Cela déconstruit le schème de vision sociale des difficultés rencontrées par les individus en le rendant inopérant en pratique dans la vie professionnelle. Pour faire court, on peut résumer la situation des Français au travail de la façon suivante : elle est de plus en plus vécue dans le sentiment que le travail est soit un lieu de concurrence de tous contre tous, soit ce dont on est exclu. C’est de moins en moins une activité dans laquelle l’individu œuvre pour apporter sa contribution à la société.
Dans une telle situation, il est difficile de mener des luttes collectives, et donc de se donner des sentiments d’appartenance à un groupe autre que le sentiment national. Ce sentiment devient excluant lorsque la précarité, ajoutée à la pression du discours du clergé politico-médiatique, substitue jusqu’à la nausée le regard raciste au regard social en mettant au centre de tous les débats la question de l’immigration, finalement très secondaire au regard du chômage, de la précarité, de la pollution, de la destruction des droits sociaux, tel que le droit à la retraite ou à la santé, etc.

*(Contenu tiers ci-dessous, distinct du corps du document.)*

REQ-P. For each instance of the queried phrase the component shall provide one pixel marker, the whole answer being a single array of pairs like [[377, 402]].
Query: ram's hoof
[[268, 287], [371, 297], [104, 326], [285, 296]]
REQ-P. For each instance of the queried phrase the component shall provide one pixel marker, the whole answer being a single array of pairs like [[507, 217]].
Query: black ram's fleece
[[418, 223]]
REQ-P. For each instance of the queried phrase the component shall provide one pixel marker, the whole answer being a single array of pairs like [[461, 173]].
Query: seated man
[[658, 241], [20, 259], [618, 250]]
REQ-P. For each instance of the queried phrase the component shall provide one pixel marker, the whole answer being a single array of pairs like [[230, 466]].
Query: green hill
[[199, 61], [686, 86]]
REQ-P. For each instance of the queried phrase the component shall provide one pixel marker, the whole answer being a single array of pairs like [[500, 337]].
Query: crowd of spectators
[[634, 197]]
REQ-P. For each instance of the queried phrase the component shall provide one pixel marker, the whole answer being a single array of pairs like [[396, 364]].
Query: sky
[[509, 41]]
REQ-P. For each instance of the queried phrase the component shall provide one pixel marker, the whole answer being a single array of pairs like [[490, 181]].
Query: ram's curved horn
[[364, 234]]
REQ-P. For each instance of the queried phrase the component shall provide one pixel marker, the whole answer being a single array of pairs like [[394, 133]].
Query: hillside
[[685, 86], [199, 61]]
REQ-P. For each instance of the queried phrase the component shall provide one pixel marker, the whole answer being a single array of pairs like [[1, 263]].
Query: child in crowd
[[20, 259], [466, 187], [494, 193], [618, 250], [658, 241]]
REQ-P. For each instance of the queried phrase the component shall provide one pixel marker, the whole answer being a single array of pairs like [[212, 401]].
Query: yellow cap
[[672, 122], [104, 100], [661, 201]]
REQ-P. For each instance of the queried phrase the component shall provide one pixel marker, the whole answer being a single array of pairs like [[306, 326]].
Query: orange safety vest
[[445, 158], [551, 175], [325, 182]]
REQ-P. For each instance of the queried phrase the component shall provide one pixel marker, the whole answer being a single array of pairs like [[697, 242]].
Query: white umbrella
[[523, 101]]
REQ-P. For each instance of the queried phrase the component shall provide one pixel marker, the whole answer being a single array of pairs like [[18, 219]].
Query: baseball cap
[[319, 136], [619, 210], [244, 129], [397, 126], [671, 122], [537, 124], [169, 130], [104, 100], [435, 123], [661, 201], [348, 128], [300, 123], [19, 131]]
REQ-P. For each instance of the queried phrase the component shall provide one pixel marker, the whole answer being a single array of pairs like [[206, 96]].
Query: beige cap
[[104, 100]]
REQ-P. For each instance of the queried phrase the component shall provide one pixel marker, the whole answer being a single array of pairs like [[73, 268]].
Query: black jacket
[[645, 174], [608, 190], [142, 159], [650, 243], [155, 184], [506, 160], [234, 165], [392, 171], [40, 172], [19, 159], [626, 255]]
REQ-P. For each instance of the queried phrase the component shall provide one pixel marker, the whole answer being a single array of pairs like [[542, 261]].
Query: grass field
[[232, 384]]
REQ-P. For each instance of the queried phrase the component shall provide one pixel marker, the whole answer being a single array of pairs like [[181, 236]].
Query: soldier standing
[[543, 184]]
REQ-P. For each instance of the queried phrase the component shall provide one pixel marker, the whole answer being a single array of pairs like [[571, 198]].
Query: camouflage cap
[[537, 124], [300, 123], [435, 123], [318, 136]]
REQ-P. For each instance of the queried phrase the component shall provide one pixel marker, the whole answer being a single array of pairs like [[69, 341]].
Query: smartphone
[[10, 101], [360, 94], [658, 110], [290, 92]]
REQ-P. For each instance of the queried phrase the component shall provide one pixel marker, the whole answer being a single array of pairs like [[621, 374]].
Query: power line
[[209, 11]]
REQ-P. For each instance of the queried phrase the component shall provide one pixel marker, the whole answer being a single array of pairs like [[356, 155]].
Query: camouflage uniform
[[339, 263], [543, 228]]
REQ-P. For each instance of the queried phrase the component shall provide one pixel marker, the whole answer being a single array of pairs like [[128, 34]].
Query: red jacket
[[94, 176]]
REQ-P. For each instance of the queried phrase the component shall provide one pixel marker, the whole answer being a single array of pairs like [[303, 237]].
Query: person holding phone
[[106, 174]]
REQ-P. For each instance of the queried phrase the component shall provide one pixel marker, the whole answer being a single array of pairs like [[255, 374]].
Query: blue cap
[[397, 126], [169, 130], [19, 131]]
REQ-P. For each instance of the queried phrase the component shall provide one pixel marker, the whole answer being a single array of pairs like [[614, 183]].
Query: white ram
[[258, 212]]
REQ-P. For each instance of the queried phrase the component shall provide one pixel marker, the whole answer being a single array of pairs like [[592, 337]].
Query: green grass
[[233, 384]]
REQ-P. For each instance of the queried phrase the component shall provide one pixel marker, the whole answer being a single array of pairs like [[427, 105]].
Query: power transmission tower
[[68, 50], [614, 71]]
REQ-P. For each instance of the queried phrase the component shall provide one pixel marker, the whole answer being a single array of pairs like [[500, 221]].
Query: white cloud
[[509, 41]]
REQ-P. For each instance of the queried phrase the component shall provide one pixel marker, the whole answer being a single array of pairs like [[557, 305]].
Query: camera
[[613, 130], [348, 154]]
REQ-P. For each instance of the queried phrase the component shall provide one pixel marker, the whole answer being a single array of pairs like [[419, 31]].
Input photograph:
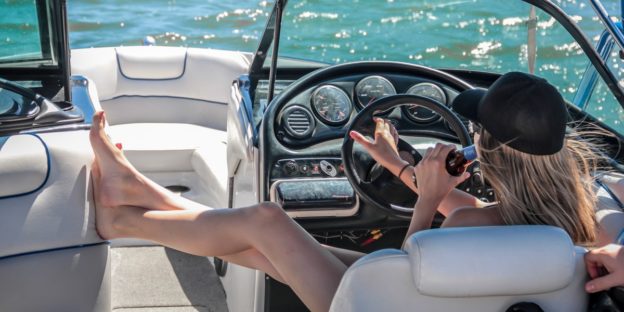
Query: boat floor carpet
[[160, 279]]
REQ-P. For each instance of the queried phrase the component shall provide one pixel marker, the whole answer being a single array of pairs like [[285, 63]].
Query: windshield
[[26, 37], [482, 35]]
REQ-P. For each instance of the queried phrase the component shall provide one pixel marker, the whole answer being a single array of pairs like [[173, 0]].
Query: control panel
[[308, 167]]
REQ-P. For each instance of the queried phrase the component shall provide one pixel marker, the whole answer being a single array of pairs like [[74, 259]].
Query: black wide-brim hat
[[520, 110]]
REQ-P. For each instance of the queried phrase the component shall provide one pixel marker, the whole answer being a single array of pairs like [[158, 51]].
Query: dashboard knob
[[328, 168], [477, 179], [290, 168]]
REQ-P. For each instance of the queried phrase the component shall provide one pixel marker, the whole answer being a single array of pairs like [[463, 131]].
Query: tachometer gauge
[[429, 90], [331, 104], [372, 88]]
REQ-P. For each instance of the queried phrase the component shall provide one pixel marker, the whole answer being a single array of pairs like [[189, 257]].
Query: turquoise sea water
[[488, 35]]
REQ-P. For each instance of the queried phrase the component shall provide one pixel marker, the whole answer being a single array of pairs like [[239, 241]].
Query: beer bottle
[[456, 161]]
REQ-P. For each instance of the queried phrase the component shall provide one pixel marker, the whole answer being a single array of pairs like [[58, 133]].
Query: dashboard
[[302, 130], [323, 112]]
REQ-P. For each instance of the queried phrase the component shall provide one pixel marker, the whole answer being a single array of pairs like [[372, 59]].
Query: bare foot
[[118, 182]]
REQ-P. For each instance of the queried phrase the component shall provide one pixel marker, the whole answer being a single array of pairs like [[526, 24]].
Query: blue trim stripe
[[45, 146], [30, 253]]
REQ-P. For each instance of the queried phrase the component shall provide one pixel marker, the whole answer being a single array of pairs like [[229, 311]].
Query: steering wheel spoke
[[384, 190]]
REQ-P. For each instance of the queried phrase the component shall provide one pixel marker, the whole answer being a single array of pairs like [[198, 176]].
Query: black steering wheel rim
[[363, 123]]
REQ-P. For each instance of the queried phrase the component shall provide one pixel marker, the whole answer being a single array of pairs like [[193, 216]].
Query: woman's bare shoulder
[[471, 216]]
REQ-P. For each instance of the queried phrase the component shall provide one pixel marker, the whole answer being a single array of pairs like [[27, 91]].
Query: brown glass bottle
[[456, 161]]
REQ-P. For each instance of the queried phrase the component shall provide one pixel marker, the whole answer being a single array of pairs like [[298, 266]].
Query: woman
[[265, 238]]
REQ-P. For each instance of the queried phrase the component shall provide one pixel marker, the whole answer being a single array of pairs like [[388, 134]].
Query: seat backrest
[[154, 84], [469, 269]]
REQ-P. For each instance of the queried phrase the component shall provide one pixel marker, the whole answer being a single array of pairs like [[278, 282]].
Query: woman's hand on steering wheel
[[384, 147], [436, 183]]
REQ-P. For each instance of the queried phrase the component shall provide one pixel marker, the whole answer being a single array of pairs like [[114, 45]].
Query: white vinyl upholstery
[[166, 146], [61, 213], [167, 106], [23, 164], [469, 269], [176, 80], [151, 63]]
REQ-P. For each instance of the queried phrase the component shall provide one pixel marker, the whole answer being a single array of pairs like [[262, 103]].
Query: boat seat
[[167, 106], [469, 269], [168, 150]]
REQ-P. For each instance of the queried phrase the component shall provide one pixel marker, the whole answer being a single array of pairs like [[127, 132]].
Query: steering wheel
[[375, 184]]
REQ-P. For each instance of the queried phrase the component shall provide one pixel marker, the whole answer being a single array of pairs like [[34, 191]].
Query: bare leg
[[310, 270]]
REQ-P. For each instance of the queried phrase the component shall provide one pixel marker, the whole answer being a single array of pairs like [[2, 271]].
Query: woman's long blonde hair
[[553, 189]]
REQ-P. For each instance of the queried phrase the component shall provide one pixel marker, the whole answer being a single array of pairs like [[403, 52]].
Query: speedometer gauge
[[372, 88], [331, 104], [428, 90]]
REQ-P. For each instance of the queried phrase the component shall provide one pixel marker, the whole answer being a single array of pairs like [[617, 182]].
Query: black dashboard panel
[[292, 158], [323, 131]]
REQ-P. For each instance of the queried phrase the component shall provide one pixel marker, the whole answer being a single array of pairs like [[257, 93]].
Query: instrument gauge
[[372, 88], [331, 104], [428, 90]]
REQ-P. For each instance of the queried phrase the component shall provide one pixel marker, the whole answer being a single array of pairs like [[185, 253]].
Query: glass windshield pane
[[231, 25], [481, 35], [22, 34]]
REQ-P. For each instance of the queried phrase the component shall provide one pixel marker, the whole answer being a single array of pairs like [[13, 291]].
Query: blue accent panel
[[45, 146], [590, 76], [53, 250], [470, 152], [244, 85]]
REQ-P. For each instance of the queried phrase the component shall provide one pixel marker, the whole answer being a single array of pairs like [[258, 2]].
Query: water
[[486, 35]]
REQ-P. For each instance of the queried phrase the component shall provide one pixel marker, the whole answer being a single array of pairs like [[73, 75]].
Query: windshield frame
[[55, 45], [268, 40]]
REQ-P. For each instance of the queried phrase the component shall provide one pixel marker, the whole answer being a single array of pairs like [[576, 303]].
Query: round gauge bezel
[[318, 114], [434, 118], [361, 82]]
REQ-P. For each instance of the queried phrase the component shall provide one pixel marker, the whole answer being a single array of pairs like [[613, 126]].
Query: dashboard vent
[[298, 121]]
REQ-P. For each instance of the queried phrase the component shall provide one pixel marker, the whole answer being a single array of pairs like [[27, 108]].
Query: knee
[[269, 211]]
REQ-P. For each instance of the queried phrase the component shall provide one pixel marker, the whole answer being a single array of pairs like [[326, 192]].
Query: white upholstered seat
[[168, 108], [469, 269]]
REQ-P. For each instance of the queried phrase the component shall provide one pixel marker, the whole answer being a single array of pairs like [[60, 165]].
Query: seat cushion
[[156, 147]]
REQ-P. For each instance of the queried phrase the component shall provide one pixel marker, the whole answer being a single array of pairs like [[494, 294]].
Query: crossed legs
[[261, 237]]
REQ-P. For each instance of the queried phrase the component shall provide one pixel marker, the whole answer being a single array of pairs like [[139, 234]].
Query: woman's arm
[[436, 186], [383, 150]]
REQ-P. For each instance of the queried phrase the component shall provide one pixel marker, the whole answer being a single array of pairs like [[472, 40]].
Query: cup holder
[[178, 189]]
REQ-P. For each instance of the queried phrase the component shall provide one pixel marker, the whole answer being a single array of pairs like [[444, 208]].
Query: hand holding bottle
[[434, 181]]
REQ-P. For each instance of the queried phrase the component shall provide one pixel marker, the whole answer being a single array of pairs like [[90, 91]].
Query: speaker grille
[[298, 121]]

Dans ce cadre, il n’y a rien d’étonnant à ce que les dominés parmi les dominés, à savoir la fraction la plus précaire de ceux qu’on appelle à tort des immigrés, puisque la plupart d’entre eux sont nés en France, adoptent le schème de division dominant de la société et l’adaptent à leur vécu. En effet, dans leurs rapports avec la police et plus généralement avec les services publics, dans leur rapport au travail, l’expérience quotidienne de l’exclusion leur montre qu’ils ne sont pas français comme les autres. Ils doivent sans cesse montrer qu’ils « méritent » leur nationalité, donner des gages et rassurer. C’est par exemple le fait d’être soumis a des contrôles d’identité au faciès en permanence, ou d’avoir à manifester « en tant que musulman » sa réprobation lorsqu’il y a des attentats. Tout cela les oblige à se positionner « en tant que musulmans », même lorsqu’ils ne le sont pas, et non « en tant que Français ». Ce sont des démarches visant à faire sentir à ceux qui en sont l’objet qu’ils ne sont pas français de plein droit. C’est une façon de les soumettre en permanence au devoir de justifier leur présence en France et montrer patte blanche.
Face à cette exclusion de fait, ceux qui sont considérés éternellement comme des Français de second rang n’ont que le choix entre la soumission, qui s’exprime par l’hypercorrection, ou la révolte. Dans le second cas, comme le montre le sociologue Abdelmalek Sayad dans « La Double Absence », ils adoptent un comportement typique des dominés en revendiquant ce qui les stigmatise, c’est-à-dire en reprenant à leur compte la manière dont ils sont nommés. C’est ainsi que l’exclusion dont ils sont victimes les amène à se revendiquer d’une autre communauté que la communauté nationale. Les belles âmes qui exhortent le plus le reste de la population à les rejeter ont alors beau jeu d’inverser l’ordre des causes en affirmant que ces Français « ne veulent pas s’intégrer ».

Extrait d’un article de Laurent Paillard publié dans Les Zindigné(e)s de février 2016.